Das Review hebt außerdem hervor, dass das Krebsrisiko – insbesondere für Kolorektal- und Prostatakarzinome – bei anhaltend hohem Konsum von rotem und verarbeitetem Fleisch deutlich steigt, was die Erkenntnisse großer epidemiologischer Institutionen widerspiegelt. Wichtig ist, dass der Autor betont, dass nicht alle Fleischsorten das gleiche Risiko tragen; weißes Fleisch weist ein günstigeres Risikoprofil auf als rotes oder verarbeitetes Fleisch.
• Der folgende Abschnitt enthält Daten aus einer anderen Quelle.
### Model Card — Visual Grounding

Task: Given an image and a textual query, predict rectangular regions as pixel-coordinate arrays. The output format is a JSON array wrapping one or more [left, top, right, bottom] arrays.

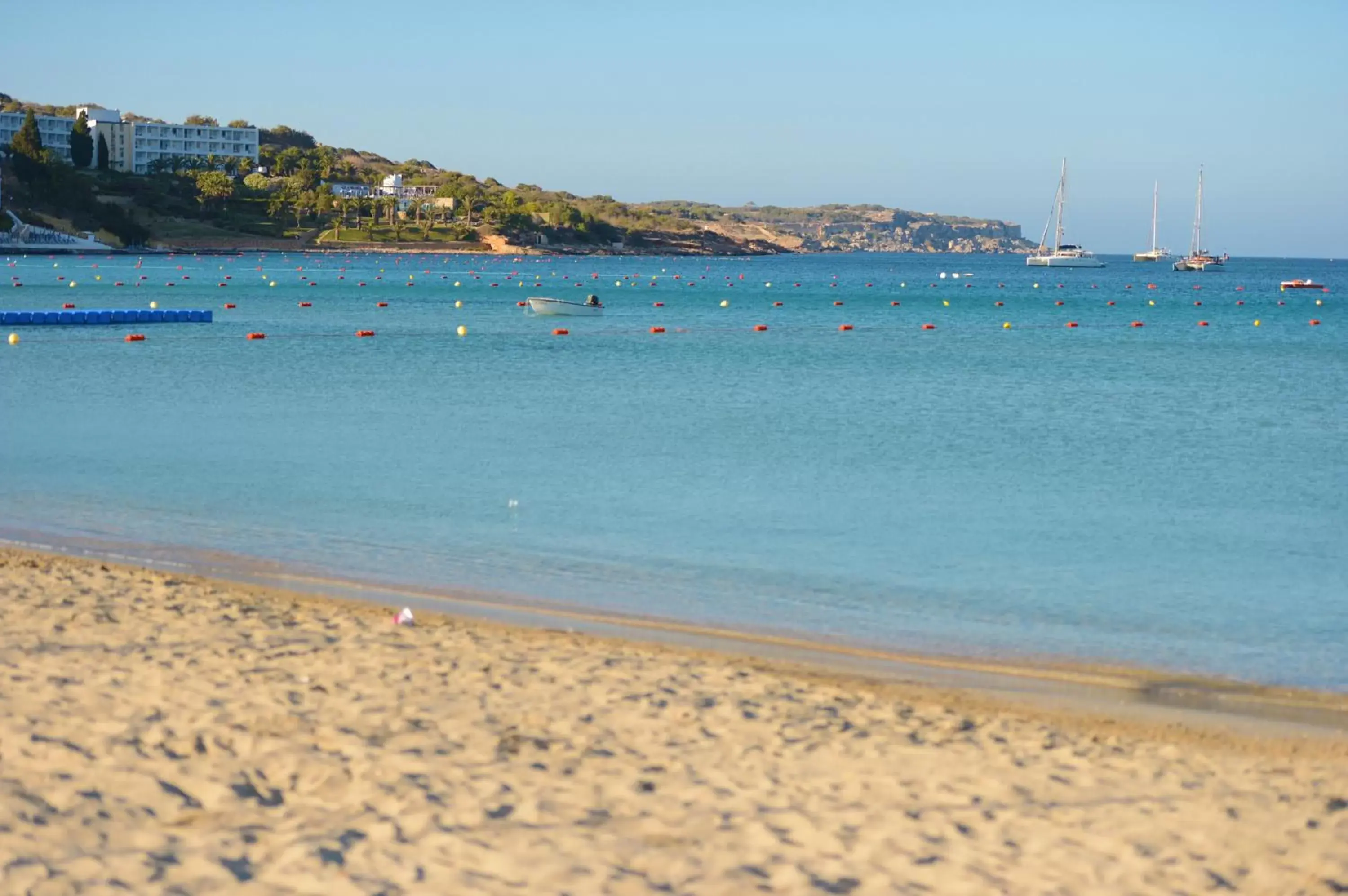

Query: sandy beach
[[0, 550, 1348, 896]]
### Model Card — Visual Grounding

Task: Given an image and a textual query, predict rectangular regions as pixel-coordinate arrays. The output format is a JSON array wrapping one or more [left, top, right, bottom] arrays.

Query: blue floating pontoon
[[0, 309, 212, 326]]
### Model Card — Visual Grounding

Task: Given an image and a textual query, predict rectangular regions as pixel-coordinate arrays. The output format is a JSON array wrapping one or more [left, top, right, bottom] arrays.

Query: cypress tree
[[9, 109, 44, 181], [70, 112, 93, 169]]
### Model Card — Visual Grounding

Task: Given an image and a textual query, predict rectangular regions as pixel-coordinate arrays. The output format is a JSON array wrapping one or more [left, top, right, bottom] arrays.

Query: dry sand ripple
[[0, 551, 1348, 896]]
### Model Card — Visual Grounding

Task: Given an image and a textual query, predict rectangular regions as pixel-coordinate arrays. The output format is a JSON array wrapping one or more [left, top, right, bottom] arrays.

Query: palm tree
[[460, 183, 483, 226]]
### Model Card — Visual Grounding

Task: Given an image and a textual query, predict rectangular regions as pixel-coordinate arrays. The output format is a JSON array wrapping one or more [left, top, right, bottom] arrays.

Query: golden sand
[[0, 550, 1348, 896]]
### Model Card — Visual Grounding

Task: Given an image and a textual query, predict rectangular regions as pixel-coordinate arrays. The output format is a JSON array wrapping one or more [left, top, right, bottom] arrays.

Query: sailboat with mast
[[1024, 159, 1104, 268], [1174, 166, 1228, 271], [1132, 182, 1170, 262]]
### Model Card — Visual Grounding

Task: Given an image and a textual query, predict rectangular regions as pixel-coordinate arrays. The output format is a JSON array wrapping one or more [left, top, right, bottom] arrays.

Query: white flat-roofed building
[[328, 183, 371, 200], [0, 112, 75, 162]]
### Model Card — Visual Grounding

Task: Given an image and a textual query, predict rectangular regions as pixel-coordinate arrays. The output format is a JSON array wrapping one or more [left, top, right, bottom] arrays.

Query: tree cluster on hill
[[0, 94, 1030, 251]]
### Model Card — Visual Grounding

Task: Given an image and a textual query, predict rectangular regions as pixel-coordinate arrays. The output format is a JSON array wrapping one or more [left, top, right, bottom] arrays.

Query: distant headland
[[0, 93, 1034, 255]]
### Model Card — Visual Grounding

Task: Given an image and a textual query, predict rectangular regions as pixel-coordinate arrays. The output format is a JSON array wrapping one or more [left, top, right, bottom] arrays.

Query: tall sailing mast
[[1151, 181, 1161, 255], [1189, 164, 1202, 256], [1053, 158, 1068, 252]]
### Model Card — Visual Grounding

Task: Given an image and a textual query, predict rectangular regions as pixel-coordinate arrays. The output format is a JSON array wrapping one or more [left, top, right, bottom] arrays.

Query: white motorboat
[[528, 295, 604, 317], [1024, 159, 1104, 268], [1173, 167, 1228, 272]]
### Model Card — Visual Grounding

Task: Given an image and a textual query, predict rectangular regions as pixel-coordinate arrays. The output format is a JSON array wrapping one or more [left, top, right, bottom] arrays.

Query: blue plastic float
[[0, 309, 213, 326]]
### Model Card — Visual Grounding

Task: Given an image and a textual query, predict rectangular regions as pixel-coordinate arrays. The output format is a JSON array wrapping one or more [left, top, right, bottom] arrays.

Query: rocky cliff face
[[774, 209, 1034, 253]]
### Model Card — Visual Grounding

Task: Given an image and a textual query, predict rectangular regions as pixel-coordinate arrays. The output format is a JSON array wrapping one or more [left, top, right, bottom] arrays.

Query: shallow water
[[0, 253, 1348, 690]]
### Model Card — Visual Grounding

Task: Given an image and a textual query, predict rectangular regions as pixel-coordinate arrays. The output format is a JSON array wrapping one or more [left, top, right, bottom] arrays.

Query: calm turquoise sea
[[0, 253, 1348, 690]]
Die praktische Schlussfolgerung ist differenziert: Tierisches Protein ist nicht grundsätzlich schädlich, aber eine strikte Carnivore-Diät ist mit Langlebigkeitszielen unvereinbar. Personen, die sich auf gesundes Altern konzentrieren, wird empfohlen, ihre Proteinquellen auf weißes Fleisch oder pflanzliche Alternativen umzustellen. Ein wichtiger Vorbehalt besteht darin, dass der Autor kommerzielle Verbindungen zum Gesundheits- und Biotechsektor hat und das Review auf einer Synthese auf Abstract-Ebene beruht und keine Originaldaten enthält.

Wichtigste Erkenntnisse

  • Meat protein robustly supports muscle hypertrophy and short-term energy but is a poor fit for longevity-focused diets.
  • Chronic meat consumption activates mTOR and IGF-1 signaling, key drivers of accelerated cellular aging.
  • Red and processed meats are linked to atherosclerosis, heart disease, type 2 diabetes, and elevated cancer risk.
  • Advanced glycation end products from meat impair immune function and accumulate with sustained high intake.
  • White meat and plant-based proteins offer better long-term risk profiles for those prioritizing healthy aging.

Methodik

Dies ist eine systematische Übersichtsarbeit, die etwa 100 begutachtete Facharbeiten und Umfragen zusammenfasst, die mehrere Jahrzehnte an Kohortenstudien zum Vergleich fleischbasierter und pflanzenbasierter Ernährungsweisen umfassen. Zusätzlich wurden gezielte Analysen zu spezifischen Krankheiten und Nebenwirkungen im Zusammenhang mit dem Fleischkonsum durchgeführt. Es wurden keine originären experimentellen Daten erhoben.

Studienlimitierungen

Die Überprüfung basiert ausschließlich auf dem Abstract, was eine Beurteilung der methodischen Strenge, der Einschlusskriterien und der Qualität der statistischen Synthese einschränkt. Der einzige Autor hat Interessenkonflikte als CSO eines Biotechnologieunternehmens und Autor eines kommerziellen Anti-Aging-Buches erklärt. Systematische Übersichtsarbeiten, die keine Meta-Analysen sind, können einen Selektionsbias dahingehend widerspiegeln, welche Studien hervorgehoben werden.